As Thanksgiving neared, I remembered the gatherings of extended family that holiday always brought. We were happy to be able to invite another couple (half of which at least had Thanksgiving memories too!) to fill in the dining table of our top floor flat for the traditional meal.
Then our new friends called to say they would be having a visitor on Thanksgiving Day, a friend currently working in France. Would we mind if they brought him along? The turkey was more than ample, taking up nearly all the space in our tiny refrigerator. The more the merrier, we said—especially when we learned he’d offered to bring the wine!
As it turned out, he brought five bottles of wine—apparently Europeans figured one bottle of wine for each adult—all of them the same 1993 Puligny-Montrachet. I was pleased the wine was white, as that was mostly what I drank at that time, but other than that the bottle meant nothing to me. I didn’t know that Puligny-Montrachet was a tiny region within Burgundy, in east central France, or that this meant the grape used would be Chardonnay. As we talked about London, France, and memories from home, we just opened and poured.
That first taste was pure nectar. My mouth filled with elegant flavors of honey and butterscotch that seemed to linger for hours. I literally hadn’t known wine could taste like this.

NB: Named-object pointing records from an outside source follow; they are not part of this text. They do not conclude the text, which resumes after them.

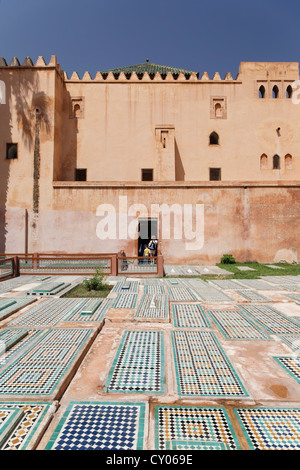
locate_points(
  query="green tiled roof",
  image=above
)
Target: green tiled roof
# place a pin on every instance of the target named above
(151, 68)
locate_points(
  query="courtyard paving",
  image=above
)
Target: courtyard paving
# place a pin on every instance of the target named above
(177, 363)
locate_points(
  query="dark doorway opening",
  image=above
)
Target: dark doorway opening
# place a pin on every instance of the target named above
(147, 228)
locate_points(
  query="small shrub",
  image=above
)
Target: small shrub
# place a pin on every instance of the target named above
(227, 259)
(96, 282)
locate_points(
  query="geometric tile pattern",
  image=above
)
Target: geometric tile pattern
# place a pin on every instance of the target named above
(8, 338)
(293, 341)
(227, 284)
(270, 428)
(40, 368)
(202, 368)
(8, 306)
(189, 316)
(33, 415)
(193, 428)
(295, 296)
(233, 325)
(258, 284)
(253, 296)
(29, 339)
(272, 320)
(153, 306)
(182, 294)
(125, 301)
(47, 313)
(100, 426)
(139, 364)
(211, 294)
(126, 286)
(291, 365)
(9, 418)
(154, 289)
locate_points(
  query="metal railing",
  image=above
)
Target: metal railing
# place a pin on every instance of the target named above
(137, 265)
(64, 265)
(6, 267)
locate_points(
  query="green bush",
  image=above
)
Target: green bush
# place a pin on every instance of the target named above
(227, 259)
(96, 282)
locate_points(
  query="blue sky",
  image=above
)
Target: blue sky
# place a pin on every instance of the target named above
(201, 35)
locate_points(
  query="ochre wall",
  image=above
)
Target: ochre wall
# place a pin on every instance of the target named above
(254, 222)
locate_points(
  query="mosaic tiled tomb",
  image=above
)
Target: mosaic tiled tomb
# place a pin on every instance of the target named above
(189, 316)
(41, 368)
(125, 301)
(9, 306)
(293, 341)
(210, 294)
(202, 368)
(234, 325)
(272, 320)
(46, 313)
(24, 341)
(291, 365)
(270, 428)
(9, 419)
(155, 306)
(227, 284)
(25, 434)
(253, 296)
(49, 288)
(100, 426)
(154, 289)
(193, 428)
(8, 339)
(258, 284)
(126, 286)
(294, 296)
(139, 363)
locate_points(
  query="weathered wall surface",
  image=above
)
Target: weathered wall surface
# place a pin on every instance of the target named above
(257, 222)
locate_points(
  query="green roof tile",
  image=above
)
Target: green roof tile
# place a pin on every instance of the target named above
(151, 69)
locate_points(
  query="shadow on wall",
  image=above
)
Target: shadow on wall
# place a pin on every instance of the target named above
(22, 101)
(179, 170)
(70, 132)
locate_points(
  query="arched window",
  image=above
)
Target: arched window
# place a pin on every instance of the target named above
(261, 92)
(2, 92)
(276, 162)
(275, 92)
(288, 162)
(213, 139)
(77, 110)
(218, 110)
(264, 162)
(289, 91)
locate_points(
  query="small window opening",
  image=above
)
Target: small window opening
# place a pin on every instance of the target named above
(215, 174)
(147, 174)
(11, 151)
(77, 111)
(288, 162)
(289, 92)
(276, 162)
(275, 92)
(218, 110)
(80, 174)
(213, 139)
(264, 162)
(261, 92)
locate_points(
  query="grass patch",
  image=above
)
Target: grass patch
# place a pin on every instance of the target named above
(260, 270)
(82, 291)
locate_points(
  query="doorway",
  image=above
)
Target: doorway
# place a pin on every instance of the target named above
(146, 229)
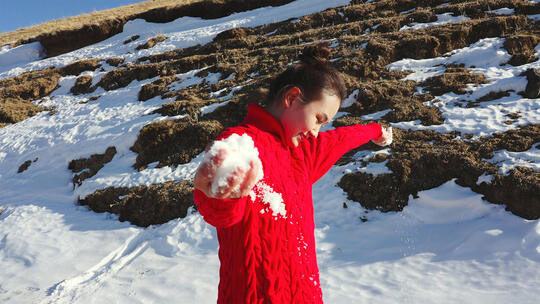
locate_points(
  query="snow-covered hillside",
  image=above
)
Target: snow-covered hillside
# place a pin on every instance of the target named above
(446, 244)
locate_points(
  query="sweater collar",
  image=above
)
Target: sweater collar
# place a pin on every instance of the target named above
(263, 120)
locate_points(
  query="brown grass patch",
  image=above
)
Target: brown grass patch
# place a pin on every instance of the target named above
(150, 43)
(173, 142)
(454, 79)
(83, 85)
(90, 166)
(65, 35)
(144, 205)
(156, 88)
(423, 160)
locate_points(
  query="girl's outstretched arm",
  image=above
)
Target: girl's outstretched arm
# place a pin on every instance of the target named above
(325, 150)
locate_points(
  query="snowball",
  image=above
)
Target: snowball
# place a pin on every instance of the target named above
(273, 199)
(241, 151)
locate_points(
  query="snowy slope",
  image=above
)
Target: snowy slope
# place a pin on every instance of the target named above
(447, 246)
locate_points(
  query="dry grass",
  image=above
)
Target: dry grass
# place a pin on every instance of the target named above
(124, 12)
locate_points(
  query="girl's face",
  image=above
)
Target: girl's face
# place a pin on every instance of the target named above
(300, 120)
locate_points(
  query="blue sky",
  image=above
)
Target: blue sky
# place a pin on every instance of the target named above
(16, 14)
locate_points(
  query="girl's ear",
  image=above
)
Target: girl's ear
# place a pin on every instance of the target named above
(290, 96)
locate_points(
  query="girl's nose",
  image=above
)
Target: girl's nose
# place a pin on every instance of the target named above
(314, 132)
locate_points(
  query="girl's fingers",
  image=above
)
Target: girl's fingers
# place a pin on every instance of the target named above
(207, 170)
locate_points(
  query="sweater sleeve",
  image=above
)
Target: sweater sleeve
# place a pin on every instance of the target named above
(329, 146)
(220, 213)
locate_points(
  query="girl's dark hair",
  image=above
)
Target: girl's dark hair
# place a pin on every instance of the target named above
(311, 75)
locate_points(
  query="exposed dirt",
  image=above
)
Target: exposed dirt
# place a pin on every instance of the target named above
(454, 79)
(115, 61)
(17, 94)
(90, 166)
(150, 43)
(423, 160)
(83, 85)
(532, 90)
(144, 205)
(156, 88)
(65, 41)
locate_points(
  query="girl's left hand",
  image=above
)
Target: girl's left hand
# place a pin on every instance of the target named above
(386, 137)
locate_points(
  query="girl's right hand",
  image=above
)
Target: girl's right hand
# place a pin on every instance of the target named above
(239, 183)
(386, 137)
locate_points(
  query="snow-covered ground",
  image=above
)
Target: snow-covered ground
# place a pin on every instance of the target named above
(447, 246)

How did I describe it? “Wow” was the best I could do just then. But I wanted to learn more, to be able to describe what I was experiencing, to know why I loved it so much, and above all to be able to have more “Wow” moments in the future.
I kept the label, and embarked on a mission to find and taste more white Burgundies. Do you know what? I never found that particular bottle again. But in exploring wine I found many other great bottles to enjoy.
That’s what wine is like. You may never recreate that first moment, but you’ll have and share many more. I’d like to share some of mine with you, and along the way help you find, create and savor a whole collection of great wine moments to enhance and last your whole life.